A much more Celtic feeling track, preceded by some heartbeats, How’s The Heart? feels much more uplifting, somewhat similar to Elan, but the Celtic feel is less obvious as the track continues. It is a beautiful track, but perhaps not my favourite, mainly because I was expecting more Celtic vibes and more pipes. Procession has a more sci-fi/synth intro, also with the introduction of piano. It’s a slower feeling track, something to relax to. There’s a beautiful pipe interlude as well. Tribal lives up to its name with the drum rhythms. There’s some tribal chants which mix perfectly with the heavier and more aggressive feel to the main instrumentals when the guitars and bass come in.
Endlessness definitely takes the tempo right now, the intro is a “lighters in the air” instrumental, and then the bass, drums, and strings build up into Marco’s vocal. Although there are some heavier parts, the vast majority of the song is at a “marching” pace, and it’s another track to relax to and take you off to another world. Floor’s predominant vocal comes in a lot later, crystal clear compared to the relative grittiness of Marco’s voice. But the vocals definitely belong to Marco for this song, with Floor taking a back seat.

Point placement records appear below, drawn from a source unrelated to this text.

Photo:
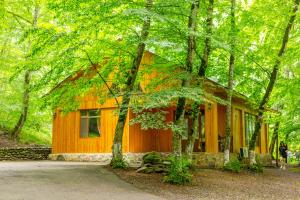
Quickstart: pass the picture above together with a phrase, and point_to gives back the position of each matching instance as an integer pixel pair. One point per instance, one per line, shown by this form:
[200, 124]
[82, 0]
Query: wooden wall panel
[221, 121]
[211, 127]
[237, 130]
[149, 140]
[66, 133]
[164, 137]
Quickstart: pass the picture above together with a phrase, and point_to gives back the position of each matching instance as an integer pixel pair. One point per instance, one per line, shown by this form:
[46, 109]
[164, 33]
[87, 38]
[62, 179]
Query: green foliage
[119, 164]
[178, 171]
[32, 137]
[257, 168]
[233, 165]
[153, 158]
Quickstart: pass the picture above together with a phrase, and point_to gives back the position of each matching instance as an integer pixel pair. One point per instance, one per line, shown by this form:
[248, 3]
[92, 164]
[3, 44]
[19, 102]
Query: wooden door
[237, 130]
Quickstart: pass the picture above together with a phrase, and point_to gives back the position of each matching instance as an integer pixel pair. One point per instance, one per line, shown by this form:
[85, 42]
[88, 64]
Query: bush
[178, 171]
[152, 158]
[233, 165]
[258, 168]
[118, 164]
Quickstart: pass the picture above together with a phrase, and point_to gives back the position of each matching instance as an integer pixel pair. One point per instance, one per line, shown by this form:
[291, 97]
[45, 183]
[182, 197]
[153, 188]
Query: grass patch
[178, 171]
[119, 164]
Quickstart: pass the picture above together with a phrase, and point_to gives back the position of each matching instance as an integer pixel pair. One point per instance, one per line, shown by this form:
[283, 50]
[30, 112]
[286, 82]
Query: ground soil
[217, 184]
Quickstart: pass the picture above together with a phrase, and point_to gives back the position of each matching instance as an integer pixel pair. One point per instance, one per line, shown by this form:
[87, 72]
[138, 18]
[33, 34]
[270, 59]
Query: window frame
[87, 118]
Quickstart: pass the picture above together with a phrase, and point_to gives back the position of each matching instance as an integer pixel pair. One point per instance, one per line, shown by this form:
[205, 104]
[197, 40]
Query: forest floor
[217, 184]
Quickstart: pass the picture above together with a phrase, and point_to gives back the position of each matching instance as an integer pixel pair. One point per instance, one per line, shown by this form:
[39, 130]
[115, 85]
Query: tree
[272, 80]
[117, 145]
[201, 74]
[230, 82]
[23, 117]
[181, 103]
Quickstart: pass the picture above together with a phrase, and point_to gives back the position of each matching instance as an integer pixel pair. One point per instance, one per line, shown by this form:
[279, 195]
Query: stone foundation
[134, 159]
[216, 160]
[201, 160]
[24, 153]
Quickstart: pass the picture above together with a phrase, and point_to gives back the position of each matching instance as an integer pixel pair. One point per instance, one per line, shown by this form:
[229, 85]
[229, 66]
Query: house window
[90, 123]
[249, 127]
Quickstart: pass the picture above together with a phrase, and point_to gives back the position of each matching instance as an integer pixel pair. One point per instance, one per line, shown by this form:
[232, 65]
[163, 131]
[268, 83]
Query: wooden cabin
[91, 128]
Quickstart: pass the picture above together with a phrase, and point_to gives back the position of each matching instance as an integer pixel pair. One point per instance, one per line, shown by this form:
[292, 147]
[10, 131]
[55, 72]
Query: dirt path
[215, 184]
[63, 181]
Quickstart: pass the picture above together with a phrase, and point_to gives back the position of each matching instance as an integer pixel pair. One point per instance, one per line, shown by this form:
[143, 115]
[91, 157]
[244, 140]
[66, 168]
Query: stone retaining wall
[216, 160]
[134, 159]
[202, 160]
[25, 153]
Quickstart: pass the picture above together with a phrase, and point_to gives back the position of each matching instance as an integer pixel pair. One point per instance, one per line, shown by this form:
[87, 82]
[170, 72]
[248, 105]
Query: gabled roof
[210, 85]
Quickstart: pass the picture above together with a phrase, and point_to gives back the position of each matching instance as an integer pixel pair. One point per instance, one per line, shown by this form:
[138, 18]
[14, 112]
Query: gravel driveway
[64, 180]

There is a separate, second set of tracks, all one piece of music entitled “All the Works of Nature Which Adorn the World, which is separated into the following movements:
Quiet As The Snow
Anthropocene (incl. “Hurrian Hymn to Nikkal”)

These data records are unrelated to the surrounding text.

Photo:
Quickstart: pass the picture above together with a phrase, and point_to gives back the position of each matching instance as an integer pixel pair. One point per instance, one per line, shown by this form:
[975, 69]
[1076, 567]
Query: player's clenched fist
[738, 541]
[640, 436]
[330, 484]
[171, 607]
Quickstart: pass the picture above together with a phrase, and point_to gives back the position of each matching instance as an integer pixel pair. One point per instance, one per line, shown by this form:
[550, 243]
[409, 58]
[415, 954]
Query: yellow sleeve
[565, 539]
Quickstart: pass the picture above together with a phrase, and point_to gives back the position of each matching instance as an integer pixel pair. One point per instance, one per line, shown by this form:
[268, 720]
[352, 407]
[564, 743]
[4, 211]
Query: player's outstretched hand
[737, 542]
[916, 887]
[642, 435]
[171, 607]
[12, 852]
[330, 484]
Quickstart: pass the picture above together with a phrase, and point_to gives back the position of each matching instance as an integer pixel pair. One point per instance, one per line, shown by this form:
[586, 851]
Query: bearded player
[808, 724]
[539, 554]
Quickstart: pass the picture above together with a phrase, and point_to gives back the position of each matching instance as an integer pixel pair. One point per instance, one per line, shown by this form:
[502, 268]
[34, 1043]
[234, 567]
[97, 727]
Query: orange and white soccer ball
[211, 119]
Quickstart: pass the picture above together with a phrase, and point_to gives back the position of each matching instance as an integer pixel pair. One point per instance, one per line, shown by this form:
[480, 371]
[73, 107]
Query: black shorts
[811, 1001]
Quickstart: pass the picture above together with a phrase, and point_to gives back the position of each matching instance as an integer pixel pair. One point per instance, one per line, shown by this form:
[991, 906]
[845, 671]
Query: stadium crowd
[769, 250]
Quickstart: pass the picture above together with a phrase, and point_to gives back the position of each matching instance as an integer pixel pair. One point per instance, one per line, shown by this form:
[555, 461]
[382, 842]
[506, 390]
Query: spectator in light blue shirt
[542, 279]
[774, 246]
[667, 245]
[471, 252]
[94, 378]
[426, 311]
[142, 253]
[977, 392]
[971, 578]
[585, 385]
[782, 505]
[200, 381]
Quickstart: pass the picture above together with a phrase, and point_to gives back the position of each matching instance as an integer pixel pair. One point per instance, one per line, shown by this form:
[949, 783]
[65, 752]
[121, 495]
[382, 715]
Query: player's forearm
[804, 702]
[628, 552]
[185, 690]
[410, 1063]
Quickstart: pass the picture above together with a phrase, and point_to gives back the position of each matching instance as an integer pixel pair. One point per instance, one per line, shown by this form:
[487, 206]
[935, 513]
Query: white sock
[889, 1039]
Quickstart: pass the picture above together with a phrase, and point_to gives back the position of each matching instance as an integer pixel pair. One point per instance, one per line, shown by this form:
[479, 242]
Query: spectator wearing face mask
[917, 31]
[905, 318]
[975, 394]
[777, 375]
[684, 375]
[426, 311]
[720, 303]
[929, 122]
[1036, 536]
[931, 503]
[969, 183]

I would strongly encourage you all to listen to this and see where the feelings take you. It’s a beautiful piece of music and shows just how talented a compose Tuomas Holopainen is, and how he can work music to shape worlds and images together from sometimes the most basic of instrumentals. This part of the double album is definitely something I will be listening to again through headphones and with my eyes closed. On a nice warm day, it’s a perfect excuse to get outside and safely enjoy and appreciate nature in your garden, or whatever outdoor space you have. I feel this section of the album will give each and every person their own individual journey, and so as not to spoil that, I will leave the listening and judgement to yourselves.
Did I have high expectations for the new Nightwish release? Yes. And did Nightwish fulfil those expectations? Yes. Once again, Tuomas has composed something so incredibly intricate and so beautiful. The roller coaster of emotions are there, it is so easy to get lost in the music. Tuomas has the amazing ability to compose metal music which takes you on some wild imaginary journeys if you allow yourself to succumb.
Floor’s vocals again are spot on, and this album allows her to explore her gentler and more operatic side, whereas their previous release, Endless Forms Most Beautiful, had her more aggressive vocal style emerge. It just shows what a range she has and what a talented vocalist she is.
At times like these, we need some escapism in our lives, and HUMAN :||: Nature provides just that. I eagerly await what Tuomas can conjure up for the next instalment of Nightwish’s musical journey.